Метроном его жизни задавал ей очень медленный ритм. По телефону он говорил раза два-три в день, а в десять вечера слушал новости по радио. Всегда находил время поговорить со мной и выслушать. Я был единственным ребенком, и у меня не было соперников. По воскресеньям он брал меня на футбол, когда играла команда Воеводины. Даже сегодня я помню ощущение своей маленькой ладошки в его теплой руке, когда мы шли на стадион.
Иногда я удивляюсь, куда девалось все то время, которое было в распоряжении отца. Как ему удавалось жить столь неторопливой жизнью – без телевизора, компьютера, мобильного телефона, даже без машины? Может, секрет как раз в отсутствии всей этой техники, якобы призванной экономить время, а на самом деле пожирающей его?
Но при этом по сравнению с маминым темп жизни отца казался просто ураганом. Лизи, моя няня, каждый день будила меня, мыла, готовила завтрак, одевала и приводила в родительскую спальню, в то время как мама еще лежала в кровати. Обняться мы не могли, поскольку она была намазана кремами от морщин, поэтому рассматривала меня на расстоянии и, посылая воздушный поцелуй, отправляла в детский сад или в школу.

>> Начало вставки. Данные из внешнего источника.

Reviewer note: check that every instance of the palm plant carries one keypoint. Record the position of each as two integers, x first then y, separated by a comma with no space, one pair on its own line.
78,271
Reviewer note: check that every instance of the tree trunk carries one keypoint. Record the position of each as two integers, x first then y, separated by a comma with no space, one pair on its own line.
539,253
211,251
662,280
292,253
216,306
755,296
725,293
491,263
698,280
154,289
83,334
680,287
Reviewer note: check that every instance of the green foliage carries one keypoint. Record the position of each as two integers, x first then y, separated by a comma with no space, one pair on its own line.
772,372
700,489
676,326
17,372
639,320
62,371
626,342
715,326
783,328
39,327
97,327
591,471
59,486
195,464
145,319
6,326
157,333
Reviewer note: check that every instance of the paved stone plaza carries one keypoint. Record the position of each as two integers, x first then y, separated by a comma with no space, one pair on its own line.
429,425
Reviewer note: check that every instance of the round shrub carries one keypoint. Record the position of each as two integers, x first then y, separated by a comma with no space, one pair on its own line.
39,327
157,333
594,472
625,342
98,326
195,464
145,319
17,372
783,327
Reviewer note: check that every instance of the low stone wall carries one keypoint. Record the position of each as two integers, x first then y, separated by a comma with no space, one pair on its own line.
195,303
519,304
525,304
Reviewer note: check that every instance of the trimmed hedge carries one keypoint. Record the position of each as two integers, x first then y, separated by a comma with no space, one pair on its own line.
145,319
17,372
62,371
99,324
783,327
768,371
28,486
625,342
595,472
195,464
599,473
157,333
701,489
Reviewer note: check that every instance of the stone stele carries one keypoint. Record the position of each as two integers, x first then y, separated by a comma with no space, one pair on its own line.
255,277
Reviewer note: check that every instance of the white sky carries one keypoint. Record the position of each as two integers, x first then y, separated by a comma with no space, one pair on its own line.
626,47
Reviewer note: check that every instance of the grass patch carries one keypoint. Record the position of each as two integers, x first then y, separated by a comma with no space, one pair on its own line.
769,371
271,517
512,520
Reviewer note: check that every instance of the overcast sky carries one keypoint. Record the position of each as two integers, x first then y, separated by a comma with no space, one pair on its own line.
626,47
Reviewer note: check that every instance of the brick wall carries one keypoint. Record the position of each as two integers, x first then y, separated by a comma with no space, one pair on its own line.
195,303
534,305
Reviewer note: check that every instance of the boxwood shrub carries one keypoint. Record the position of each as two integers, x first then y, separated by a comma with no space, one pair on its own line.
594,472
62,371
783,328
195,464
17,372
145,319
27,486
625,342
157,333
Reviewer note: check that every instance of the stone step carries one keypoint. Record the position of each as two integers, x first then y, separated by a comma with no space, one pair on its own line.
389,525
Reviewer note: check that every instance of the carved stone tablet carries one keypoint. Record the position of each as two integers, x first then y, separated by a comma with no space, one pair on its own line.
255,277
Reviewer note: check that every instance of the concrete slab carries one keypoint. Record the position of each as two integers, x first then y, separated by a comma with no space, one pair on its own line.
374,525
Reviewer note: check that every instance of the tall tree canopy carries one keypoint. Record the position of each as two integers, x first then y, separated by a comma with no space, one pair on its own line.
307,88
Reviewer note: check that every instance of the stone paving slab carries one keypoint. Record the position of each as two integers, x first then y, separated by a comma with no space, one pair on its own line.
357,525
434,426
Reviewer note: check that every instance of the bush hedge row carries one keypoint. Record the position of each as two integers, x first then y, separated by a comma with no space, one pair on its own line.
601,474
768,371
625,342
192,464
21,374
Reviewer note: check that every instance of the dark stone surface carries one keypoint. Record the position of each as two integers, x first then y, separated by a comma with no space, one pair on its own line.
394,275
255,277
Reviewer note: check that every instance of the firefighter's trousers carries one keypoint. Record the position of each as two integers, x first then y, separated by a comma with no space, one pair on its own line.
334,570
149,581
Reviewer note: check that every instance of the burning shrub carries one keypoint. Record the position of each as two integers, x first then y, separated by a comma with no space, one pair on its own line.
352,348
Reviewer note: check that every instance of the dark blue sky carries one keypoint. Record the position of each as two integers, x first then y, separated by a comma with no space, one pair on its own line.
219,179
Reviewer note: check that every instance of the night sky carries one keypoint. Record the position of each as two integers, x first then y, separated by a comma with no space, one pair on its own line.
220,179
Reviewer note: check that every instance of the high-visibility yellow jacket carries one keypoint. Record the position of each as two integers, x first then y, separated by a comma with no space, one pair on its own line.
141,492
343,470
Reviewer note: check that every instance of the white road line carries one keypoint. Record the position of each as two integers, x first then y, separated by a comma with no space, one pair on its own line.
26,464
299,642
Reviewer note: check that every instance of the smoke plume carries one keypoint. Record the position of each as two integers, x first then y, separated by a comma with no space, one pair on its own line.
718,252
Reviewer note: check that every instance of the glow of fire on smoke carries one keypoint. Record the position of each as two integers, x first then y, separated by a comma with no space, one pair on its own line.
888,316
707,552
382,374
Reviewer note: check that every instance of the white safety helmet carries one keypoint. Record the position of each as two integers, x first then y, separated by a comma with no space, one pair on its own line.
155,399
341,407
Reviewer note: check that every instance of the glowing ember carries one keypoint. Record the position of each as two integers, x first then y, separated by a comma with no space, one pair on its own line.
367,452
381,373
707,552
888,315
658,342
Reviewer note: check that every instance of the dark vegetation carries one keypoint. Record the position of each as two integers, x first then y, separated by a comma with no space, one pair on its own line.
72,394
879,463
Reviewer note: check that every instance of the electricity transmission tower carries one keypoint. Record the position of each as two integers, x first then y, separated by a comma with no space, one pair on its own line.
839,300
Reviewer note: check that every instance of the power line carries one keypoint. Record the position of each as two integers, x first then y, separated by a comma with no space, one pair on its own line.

Только когда отец уходил в свою контору, мама вставала. Она делала небольшой обход дома, проверяя, помыла ли горничная полы и натерла ли их до блеска, на чем ее "рабочий день" заканчивался. Все оставшееся утро уходило на разговоры с подругами по телефону, прогулки по магазинам или встречи за чашкой кофе в кондитерской "Дорнштатер" в центре города. Обед в столовую с массивным столом из красного дерева нам подавала горничная в белом переднике. Во время обеда я должен был сидеть прямо, держа руки по швам, и ни в коем случае не облокачиваться на стол. Если я на минуту забывался, няня должна была принести две книги, и я обедал, удерживая их под мышками.
После трапезы мама бывала совершенно без сил. Она уходила спать на пару часов, чтобы встать с новыми силами – для игры в бридж, которая ожидалась к вечеру или у нас, или у одной из подруг. Если они с отцом были приглашены на вечер, она оставалась дома и читала в саду или на террасе на крыше. Иногда она занималась со мной. Мама очень быстро обнаружила, что у меня нет способностей ни к музыке, ни к пению, ни к рисованию, что немало расстраивало ее, поскольку она была абсолютно уверена, что самое главное в жизни человека – это красота. В качестве компенсации за мою бесталанность она купила мне игру "Квартет", в которой нужно было собрать из карточек четыре рисунка разных художников. Так в возрасте семи лет я узнал, что был такой испанский художник – Бартоломе Эстебан Мурильо, который написал много прекрасных картин: "Маленький продавец цветов", "Маленький нищий", "Дети, играющие в кости" и самую мою любимую – "Мальчики, поедающие виноград и дыню", на которой один из мальчиков ест дыню, а второй – виноград, держа гроздь над головой и опуская ее в запрокинутый рот, как Грета Гарбо в роли королевы Кристины.
Не случайно моей любимой картиной было изображение мальчиков с едой. Много лет спустя, когда я уже прославился как ненасытный обжора, я обычно представлял это так, как будто восполняю утраченное в гетто. Это заставляло людей замолчать, но в этом не было ни капли правды. Я всегда любил поесть – всю жизнь, сколько себя помню. И не только я, но и все, кто меня окружал. Сегодняшние газеты пестрят кулинарными рецептами и отзывами о ресторанах, но все это пустяки по сравнению с тем, какую колоссальную роль играла еда в той жизни.